- Associated Press - Tuesday, July 28, 2015

July 28—Update (12:45 p.m.): Story is updated with developments from the Sheriff’s Office noon briefing.

On the fifth day in the search for Lonzie Barton, police initially pulled back from a staging area at Avenues Walk at Jacksonville’s south end and were preparing for the day at Kings Trail Elementary School, the main command post for the search.

Searchers also found what appears to be another unrelated body. In one of the ponds near Bowden and Lone Pine roads, they found a car linked with a 2003 missing-persons case. Sheriff’s Office Chief Tom Hackney said skeletal remains appear to be inside. They had earlier found other human remains in the woods that appear to have been there a year or two, but don’t suspect foul play.

Pick-ups of at least some commercial garbage bins had also been halted, and crime tape was wrapped around containers near Fortune Parkway Monday night, according to Times-Union news partner First Coast News.

The station later in the morning said police had retuned to Avenues Walk Boulevard and were searching a retention pond there. At the school on Old Kings Road, law enforcement vehicles flowed in and out of the school grounds as the search geared up again.

The stop in garbage service was requested by the Sheriff’s Office as part of the search for 21-month-old Lonzie, who disappeared early Friday and whose mother’s boyfriend is the focus of the investigation to find the toddler. William Ruben Ebron, 32, remains jailed on two charges of child neglect.

The Sheriff’s Office wants to search the garbage bins for evidence after leads collected by police pointed to the possibility that evidence could be found there, spokesman Christian Hancock said.

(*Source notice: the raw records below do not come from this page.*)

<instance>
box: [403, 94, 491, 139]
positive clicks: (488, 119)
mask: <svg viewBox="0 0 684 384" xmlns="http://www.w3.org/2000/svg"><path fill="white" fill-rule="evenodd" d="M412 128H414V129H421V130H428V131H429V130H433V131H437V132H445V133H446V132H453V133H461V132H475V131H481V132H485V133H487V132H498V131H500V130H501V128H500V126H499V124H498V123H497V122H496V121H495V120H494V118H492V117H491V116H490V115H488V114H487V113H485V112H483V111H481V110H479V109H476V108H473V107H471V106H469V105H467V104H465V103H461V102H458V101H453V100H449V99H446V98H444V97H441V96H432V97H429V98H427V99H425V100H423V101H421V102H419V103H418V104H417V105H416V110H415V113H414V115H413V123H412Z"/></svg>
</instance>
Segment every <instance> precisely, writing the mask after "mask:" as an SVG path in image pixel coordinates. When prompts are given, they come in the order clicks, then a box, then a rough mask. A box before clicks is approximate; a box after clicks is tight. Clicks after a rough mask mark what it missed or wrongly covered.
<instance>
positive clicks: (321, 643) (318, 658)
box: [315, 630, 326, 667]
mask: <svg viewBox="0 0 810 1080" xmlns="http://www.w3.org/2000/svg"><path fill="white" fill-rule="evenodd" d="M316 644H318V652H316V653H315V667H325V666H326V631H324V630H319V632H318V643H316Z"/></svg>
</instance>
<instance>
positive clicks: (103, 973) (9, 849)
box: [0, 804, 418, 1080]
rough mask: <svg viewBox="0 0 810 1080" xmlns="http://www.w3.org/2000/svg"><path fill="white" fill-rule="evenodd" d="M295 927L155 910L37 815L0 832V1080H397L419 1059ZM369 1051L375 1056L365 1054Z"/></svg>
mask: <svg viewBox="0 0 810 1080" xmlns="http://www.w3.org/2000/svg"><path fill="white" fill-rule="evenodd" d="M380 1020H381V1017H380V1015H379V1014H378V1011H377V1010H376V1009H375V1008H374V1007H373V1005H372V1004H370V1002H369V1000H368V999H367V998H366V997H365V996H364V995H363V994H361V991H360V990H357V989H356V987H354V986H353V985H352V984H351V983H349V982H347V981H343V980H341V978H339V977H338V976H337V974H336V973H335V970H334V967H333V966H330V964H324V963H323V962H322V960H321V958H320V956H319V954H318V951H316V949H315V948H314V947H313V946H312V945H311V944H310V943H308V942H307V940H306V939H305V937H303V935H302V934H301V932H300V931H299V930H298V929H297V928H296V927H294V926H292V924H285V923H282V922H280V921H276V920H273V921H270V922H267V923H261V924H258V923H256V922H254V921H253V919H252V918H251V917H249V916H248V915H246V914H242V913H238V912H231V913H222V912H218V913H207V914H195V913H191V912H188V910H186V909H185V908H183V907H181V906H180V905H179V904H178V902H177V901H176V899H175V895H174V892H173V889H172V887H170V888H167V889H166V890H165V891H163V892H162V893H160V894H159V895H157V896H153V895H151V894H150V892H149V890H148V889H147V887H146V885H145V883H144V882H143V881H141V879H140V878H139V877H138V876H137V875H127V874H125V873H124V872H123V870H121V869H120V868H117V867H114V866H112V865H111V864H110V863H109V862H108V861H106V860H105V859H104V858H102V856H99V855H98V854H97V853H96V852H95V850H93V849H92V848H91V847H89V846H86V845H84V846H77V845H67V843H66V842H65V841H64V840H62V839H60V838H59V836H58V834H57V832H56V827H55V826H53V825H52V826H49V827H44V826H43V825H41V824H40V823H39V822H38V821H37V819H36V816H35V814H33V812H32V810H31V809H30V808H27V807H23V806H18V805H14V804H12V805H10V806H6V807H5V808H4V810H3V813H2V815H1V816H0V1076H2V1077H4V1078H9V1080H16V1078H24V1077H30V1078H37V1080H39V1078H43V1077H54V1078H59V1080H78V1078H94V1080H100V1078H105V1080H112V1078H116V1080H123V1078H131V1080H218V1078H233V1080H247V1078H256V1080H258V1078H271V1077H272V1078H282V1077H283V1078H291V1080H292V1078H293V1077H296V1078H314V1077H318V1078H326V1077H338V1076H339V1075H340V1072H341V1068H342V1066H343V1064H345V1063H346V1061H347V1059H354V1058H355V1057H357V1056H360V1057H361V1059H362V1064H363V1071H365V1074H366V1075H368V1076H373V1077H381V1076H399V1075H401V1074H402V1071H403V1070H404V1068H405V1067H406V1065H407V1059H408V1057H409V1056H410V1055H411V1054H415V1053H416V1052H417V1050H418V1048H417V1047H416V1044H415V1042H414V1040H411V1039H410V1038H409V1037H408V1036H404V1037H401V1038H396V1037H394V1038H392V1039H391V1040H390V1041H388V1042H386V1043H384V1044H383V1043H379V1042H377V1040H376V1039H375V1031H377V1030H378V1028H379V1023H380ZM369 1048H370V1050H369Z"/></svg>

“We have searched numerous commercial-type containers in several areas,” Hancock said. “The landfill has not been searched. For safety reasons, a compactor-style Dumpster was transported to the Trail Ridge Landfill so it could be sifted through safely for clues into this investigation.”

A landfill was crucial in the Clay County case involving the abduction and murder of Somer Thompson, the 7-year-old Orange Park girl who disappeared in October 2009 and whose body was found in a Georgia landfill.

Tuesday, Clay Sheriff Rick Beseler said the case there is thought to have sparked a change in search protocols to recommend that pickup service be stopped in cases such as those of Somer and Lonzie.

Investigators have changed the focus in the case from one of rescue to one of recovery and are handling it as they would a murder, though a missing child Amber Alert was still active.

Monday, Chief Tiom Hackney of the Jacksonville Sheriff’s Office said the Amber Alert status remains because he believes it still could be an abduction case, with Ebron at the center.

Ebron is the boyfriend of Lonzie’s mother, Lonna Lauramore, 25, who was at work early Friday when Ebron was with Lonzie and the youngster’s 5-year-old sister at Ravenwood Apartments on Old Kings Road in the Briarwood area.

Tuesday on separate sides of the Ravenwood entrance, poster board signs adorned with balloons pleaded for Lonzie’s safe return.

At a noon update, Hackney said realizes he sounds like a broken record, but much is the same. Ebron still has the answers and won’t put an end to this, the search continues to focus on intelligence-driven locations, tips keep coming in and Lonzie is still out there.

But until they have nowhere else to go, they’ll leave no rock unturned and won’t stop searching until they find Lonzie, Hackney said.

“It is the motivating factor” for every officer to find that little boy.

The 21-month-old is still out there somewhere, and it’s because of something bad. It’s frustrating, Hackney said, because Ebron clearly knows more.

“It’s evident to investigators that he really thinks he’s smart,” but the chief said his money’s on the investigators.

“Despite what he may face, he can make this stop,” Hackney said. “… He doesn’t seem to have the wherewithal to do what’s right.”

Investigators have got an idea where he was in that tight window of time from 8 p.m. Thursday to 2:20 a.m. Friday, but there’s a couple of hours they would like to better acccount for to fill in the gaps.

Hackney reiterated that the mother is still cooperating.

“By the end of the day, it doesn’t matter, if it’s ticks, rain or snakes, we’ll trudge through,” he said.

He also said citizen support has been phenomenal. He said personally he would say to pray.

“I would be more than happy to take some divine influence to locate this child,” Hackney said.